I just stumbled on a pretty detailed article on electrolysis that gives instructions for removing the black muck left after the rust has migrated.

https://www.metaldetectingworld.com/electrolysis_rust_removal.shtml


----------



## Joey Shabadoo (2 May 2021)




----------



## Darius_Jedburgh (2 May 2021)

But what, exactly, is it?


----------



## classic33 (2 May 2021)

Darius_Jedburgh said:


> But what, exactly, is it?


A leg vice attached to a suitable "portable" work stand/table.


----------



## ColinJ (2 May 2021)

Darius_Jedburgh said:


> But what, exactly, is it?





Joey Shabadoo said:


> A nice wee blacksmith's post vice and stand.


----------



## Joey Shabadoo (2 May 2021)

My back disagrees with the "portable" bit. Definitely a 2 person lift.

A "post" or "leg" vice differs from normal vices in that all the energy from battering whatever it's holding with big hammers is dissipated down the post and into the ground - none into the workbench. If you used a normal vice - like the one attached to my wooden bench in my wooden shed with a wooden floor - you're liable to damage the bench and/or shed. In addition, when you batter downwards on your normal vice, a lot of the energy goes through the threads which could also be damaged. 

This post vice is designed for big hairy lummoxes like me to mallet big bits of iron with bloomin' great hammers. They're deceptively clever bits of engineering almost unchanged since the 1800s.


----------



## slowmotion (3 May 2021)

I'll admit to being a sensitive soul......those countersunk shiny socket head screws put a hurt on my eye.


----------



## battered (3 May 2021)

I think that a leg vice is traditionally forged steel or cast steel and not cast iron. Cast iron is brittle and it is possible to break a cast iron vice with a big enough hammer. This one will be steel and if you hit it hard enough it will simply bend. This makes them immune to the biggest blacksmith.


----------



## classic33 (3 May 2021)

slowmotion said:


> I'll admit to being a sensitive soul......those countersunk shiny socket head screws put a hurt on my eye.


He could have blackened them, so they didn't stand out as much I'll agree.


----------



## Seevio (3 May 2021)

battered said:


> I think that a leg vice is traditionally forged steel or cast steel and not cast iron. Cast iron is brittle and it is possible to break a cast iron vice with a big enough hammer. This one will be steel and if you hit it hard enough it will simply bend. This makes them immune to the biggest blacksmith.

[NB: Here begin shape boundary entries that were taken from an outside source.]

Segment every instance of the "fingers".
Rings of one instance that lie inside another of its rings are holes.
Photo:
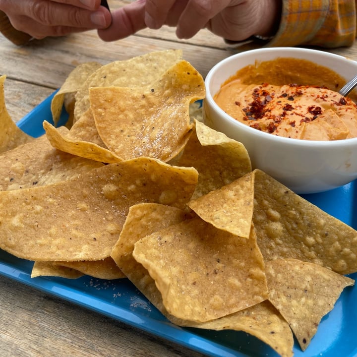
[[[91,11],[88,6],[97,9]],[[0,7],[15,28],[37,39],[104,28],[112,21],[100,0],[4,0]]]
[[[112,12],[112,24],[98,30],[99,37],[104,41],[115,41],[145,28],[145,0],[138,0]]]
[[[194,36],[230,2],[230,0],[190,0],[178,19],[177,36],[178,38],[190,38]]]
[[[176,0],[146,0],[145,23],[151,29],[159,29],[165,23]]]

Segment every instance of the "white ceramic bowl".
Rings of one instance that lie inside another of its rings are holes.
[[[357,73],[357,62],[318,50],[272,48],[238,53],[217,63],[206,77],[205,122],[242,143],[253,169],[265,172],[298,193],[327,191],[355,180],[357,178],[357,138],[321,141],[279,137],[235,120],[213,100],[222,83],[239,69],[256,60],[284,57],[308,60],[333,69],[346,79]]]

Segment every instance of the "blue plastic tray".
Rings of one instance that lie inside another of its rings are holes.
[[[42,122],[52,122],[51,101],[46,99],[18,122],[29,134],[44,133]],[[61,120],[66,120],[65,114]],[[357,182],[328,192],[306,195],[314,204],[357,229]],[[269,347],[247,334],[182,328],[167,320],[127,280],[101,280],[84,276],[72,280],[31,279],[33,263],[0,250],[0,274],[60,297],[193,350],[214,357],[277,357]],[[357,273],[351,277],[357,279]],[[322,319],[317,333],[302,352],[296,343],[295,356],[355,357],[357,356],[357,286],[343,292],[333,310]]]

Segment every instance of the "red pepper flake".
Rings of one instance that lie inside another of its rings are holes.
[[[270,133],[274,132],[277,128],[277,125],[274,124],[272,121],[271,121],[269,125],[267,126],[267,130],[268,132]]]
[[[346,98],[344,97],[341,97],[340,99],[340,101],[339,102],[339,104],[341,105],[346,105],[347,104],[347,101],[346,101]]]
[[[291,104],[287,104],[283,107],[283,109],[285,111],[293,110],[294,109],[294,107]]]
[[[259,123],[254,123],[254,124],[251,124],[249,126],[250,127],[253,128],[254,129],[260,130],[261,131],[261,128],[260,127],[260,125],[259,125]]]
[[[317,116],[321,115],[322,114],[322,109],[321,109],[321,107],[317,107],[315,106],[309,107],[307,108],[307,111],[315,117]],[[315,119],[316,118],[314,119]]]

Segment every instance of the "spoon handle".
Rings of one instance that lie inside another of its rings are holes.
[[[345,97],[356,86],[357,86],[357,75],[355,75],[351,80],[349,81],[339,91],[339,93]]]

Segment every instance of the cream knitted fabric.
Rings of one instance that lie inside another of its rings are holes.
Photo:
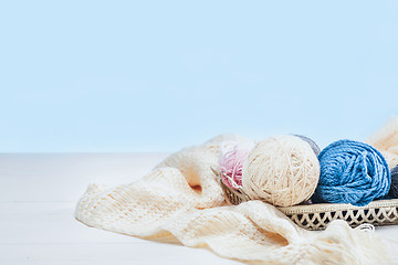
[[[207,247],[251,264],[389,264],[386,244],[370,232],[335,221],[308,232],[271,204],[226,205],[210,167],[217,167],[217,137],[171,155],[130,184],[92,184],[75,215],[90,225],[143,239]]]

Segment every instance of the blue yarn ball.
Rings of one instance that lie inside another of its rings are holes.
[[[387,195],[391,177],[383,155],[369,145],[338,140],[318,156],[321,177],[313,202],[363,206]]]

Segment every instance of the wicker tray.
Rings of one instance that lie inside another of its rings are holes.
[[[221,181],[221,173],[213,170],[226,199],[232,204],[249,201],[242,190],[233,190]],[[324,230],[333,220],[346,221],[352,227],[364,223],[373,225],[398,224],[398,199],[373,201],[365,206],[354,206],[343,203],[303,204],[277,208],[298,226],[306,230]]]

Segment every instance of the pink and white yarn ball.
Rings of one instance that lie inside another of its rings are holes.
[[[238,190],[242,187],[242,168],[253,141],[228,141],[221,146],[219,166],[222,182]]]

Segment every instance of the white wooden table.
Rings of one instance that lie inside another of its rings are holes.
[[[180,245],[88,227],[74,219],[88,183],[142,178],[167,153],[0,155],[0,264],[241,264]],[[377,229],[386,237],[397,226]]]

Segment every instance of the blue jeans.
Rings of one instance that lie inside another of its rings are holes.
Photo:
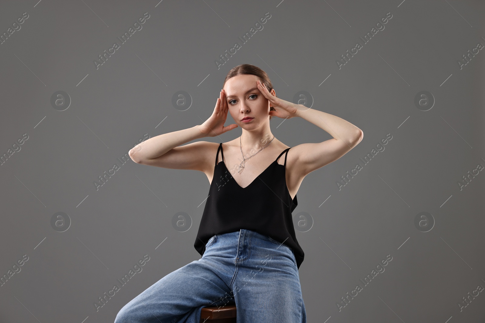
[[[199,323],[206,307],[236,305],[238,323],[306,323],[292,249],[254,231],[212,236],[200,259],[129,301],[115,323]]]

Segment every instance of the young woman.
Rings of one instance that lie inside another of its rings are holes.
[[[225,126],[228,112],[236,123]],[[289,147],[271,132],[273,117],[302,118],[333,138]],[[181,146],[237,127],[241,135],[229,141]],[[202,258],[130,301],[115,323],[198,323],[202,308],[226,305],[236,306],[240,323],[306,322],[298,276],[304,253],[291,217],[296,192],[307,175],[362,138],[345,120],[277,97],[259,68],[231,69],[204,123],[151,138],[129,153],[139,164],[203,171],[210,186],[194,244]]]

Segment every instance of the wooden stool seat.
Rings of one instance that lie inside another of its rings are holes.
[[[236,322],[236,306],[202,308],[200,311],[201,323],[234,323]]]

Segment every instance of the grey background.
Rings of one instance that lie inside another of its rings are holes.
[[[458,184],[485,166],[485,52],[458,63],[485,45],[483,1],[34,0],[1,9],[0,33],[29,17],[0,45],[0,153],[29,136],[0,166],[0,274],[29,260],[0,287],[0,322],[113,322],[135,296],[200,258],[193,244],[205,175],[117,158],[145,134],[201,124],[227,72],[243,63],[266,71],[278,97],[307,91],[313,108],[364,134],[297,193],[293,216],[307,214],[311,223],[306,232],[295,227],[307,322],[485,320],[483,292],[458,305],[485,286],[485,175],[462,190]],[[97,69],[93,61],[146,12],[143,29]],[[214,61],[268,12],[263,29],[218,69]],[[359,37],[389,12],[385,29],[363,44]],[[336,61],[357,42],[363,48],[339,69]],[[72,100],[64,111],[50,104],[58,91]],[[172,104],[179,91],[191,98],[185,111]],[[436,100],[425,111],[414,103],[421,91]],[[290,146],[331,138],[301,118],[282,121],[274,118],[272,130]],[[339,190],[341,176],[388,134],[385,150]],[[94,182],[115,163],[120,169],[97,190]],[[51,225],[59,212],[70,221],[64,232]],[[183,230],[172,225],[180,212],[190,215]],[[422,212],[434,221],[425,232],[414,224]],[[146,254],[142,271],[97,311],[94,302]],[[385,271],[364,286],[359,279],[388,255]],[[339,311],[357,284],[363,290]]]

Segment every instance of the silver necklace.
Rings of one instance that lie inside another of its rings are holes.
[[[241,163],[239,164],[239,170],[238,170],[238,173],[240,172],[241,170],[242,170],[242,169],[244,169],[244,165],[246,164],[246,159],[249,159],[249,158],[250,158],[253,156],[254,156],[255,155],[256,155],[256,154],[257,154],[258,153],[259,153],[261,150],[262,150],[264,148],[265,148],[267,147],[268,147],[268,146],[269,146],[270,143],[271,143],[271,141],[273,141],[273,140],[275,139],[275,136],[274,135],[273,136],[273,138],[271,139],[271,141],[270,141],[270,143],[268,144],[267,145],[266,145],[266,146],[265,146],[264,147],[263,147],[263,149],[261,149],[261,150],[258,151],[258,152],[256,153],[256,154],[254,154],[252,156],[250,156],[248,158],[245,158],[244,157],[244,154],[242,154],[242,146],[241,145],[241,137],[242,137],[242,136],[241,136],[241,137],[239,137],[239,147],[241,148],[241,154],[242,155],[242,161]]]

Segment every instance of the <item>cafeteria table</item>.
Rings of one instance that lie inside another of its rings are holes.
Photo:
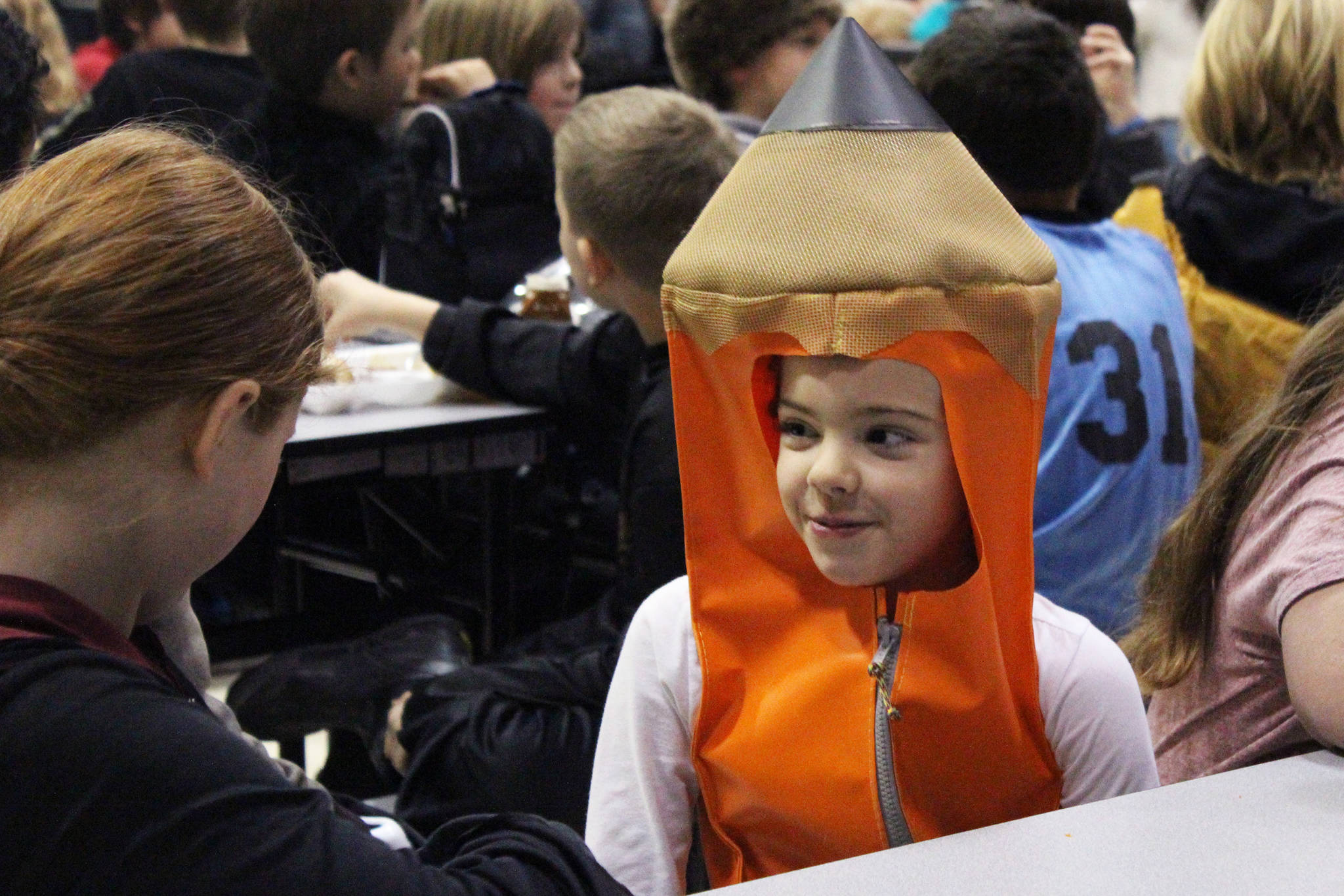
[[[313,572],[339,576],[327,578],[328,583],[349,582],[345,590],[396,590],[398,574],[384,557],[367,543],[352,548],[349,541],[367,539],[370,516],[402,541],[430,551],[454,525],[465,521],[470,527],[473,547],[457,562],[469,564],[478,587],[456,592],[454,599],[466,602],[460,609],[468,610],[465,618],[474,618],[472,634],[477,647],[488,652],[508,637],[513,621],[511,481],[519,469],[544,459],[551,422],[538,408],[480,399],[325,416],[300,414],[261,520],[235,555],[203,579],[208,583],[218,575],[234,583],[230,588],[251,595],[246,615],[223,615],[214,622],[210,613],[202,614],[212,656],[257,656],[293,643],[306,629],[286,621],[328,613],[323,602],[327,592],[313,591],[320,587],[313,584]],[[384,501],[384,486],[398,481],[464,480],[472,482],[474,500],[454,514],[456,520],[434,517],[433,505],[415,508],[422,510],[422,519],[415,520],[405,506]],[[352,494],[358,494],[358,509],[352,509]],[[329,502],[335,504],[328,508]],[[314,517],[324,521],[321,531],[310,525]],[[434,517],[430,525],[425,517]],[[329,537],[333,535],[341,537]],[[226,613],[233,611],[226,607]]]
[[[1337,896],[1344,759],[1279,759],[716,892]]]
[[[352,414],[300,414],[285,445],[281,476],[289,485],[380,473],[387,478],[481,473],[484,595],[480,647],[488,652],[497,634],[501,607],[509,600],[507,562],[507,480],[519,467],[544,457],[548,416],[544,411],[501,403],[452,403],[411,408],[371,408]],[[328,572],[372,580],[372,570],[323,556],[310,545],[286,544],[280,553]]]

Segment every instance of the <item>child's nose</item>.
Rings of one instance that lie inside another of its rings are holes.
[[[859,472],[841,439],[821,439],[808,470],[808,485],[827,494],[849,494],[857,490]]]

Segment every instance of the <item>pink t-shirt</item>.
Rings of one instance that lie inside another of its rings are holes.
[[[1325,408],[1242,517],[1214,603],[1214,647],[1148,708],[1164,785],[1314,746],[1293,712],[1279,626],[1344,580],[1344,402]]]

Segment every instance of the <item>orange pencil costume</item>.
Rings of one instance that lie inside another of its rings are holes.
[[[1054,259],[852,20],[672,257],[663,309],[714,885],[1056,809],[1031,615]],[[775,485],[780,355],[933,372],[969,580],[884,594],[817,571]]]

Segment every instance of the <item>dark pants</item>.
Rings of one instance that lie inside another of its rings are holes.
[[[396,813],[421,832],[526,811],[583,833],[602,707],[621,631],[602,604],[413,690]]]

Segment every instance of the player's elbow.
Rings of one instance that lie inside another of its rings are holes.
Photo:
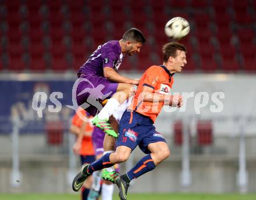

In all fairness, It's possible to break nearly everything with a big enough hammer.


----------



## fossyant (3 May 2021)

Joey Shabadoo said:


> My back disagrees with the "portable" bit.
> 
> This post vice is designed for big hairy lummoxes like me to mallet big bits of iron with bloomin' great hammers.



Your poor bike. 

👅


----------



## Cerdic (3 May 2021)

Well that came up nice, didn't it!


----------



## randynewmanscat (3 May 2021)

slowmotion said:


> I just stumbled on a pretty detailed article on electrolysis that gives instructions for removing the black muck left after the rust has migrated.
> 
> https://www.metaldetectingworld.com/electrolysis_rust_removal.shtml


Using demin water helps a lot as does changing the solution before the last of the iron oxide layer falls away.


----------



## randynewmanscat (3 May 2021)

Seevio said:


> In all fairness, It's possible to break nearly everything with a big enough hammer.


Oh yes it most definitely is.


----------



## ColinJ (4 May 2021)

Seevio said:


> In all fairness, It's possible to break nearly everything with a big enough hammer.





randynewmanscat said:


> Oh yes it most definitely is.


If you think of an industrial hydraulic press as being a very big, very slow hammer then I know of some mad Finns who are eager to prove that fact to you on the Hydraulic Press Channel on YouTube...!



PS Big fun at 5:50!!!


----------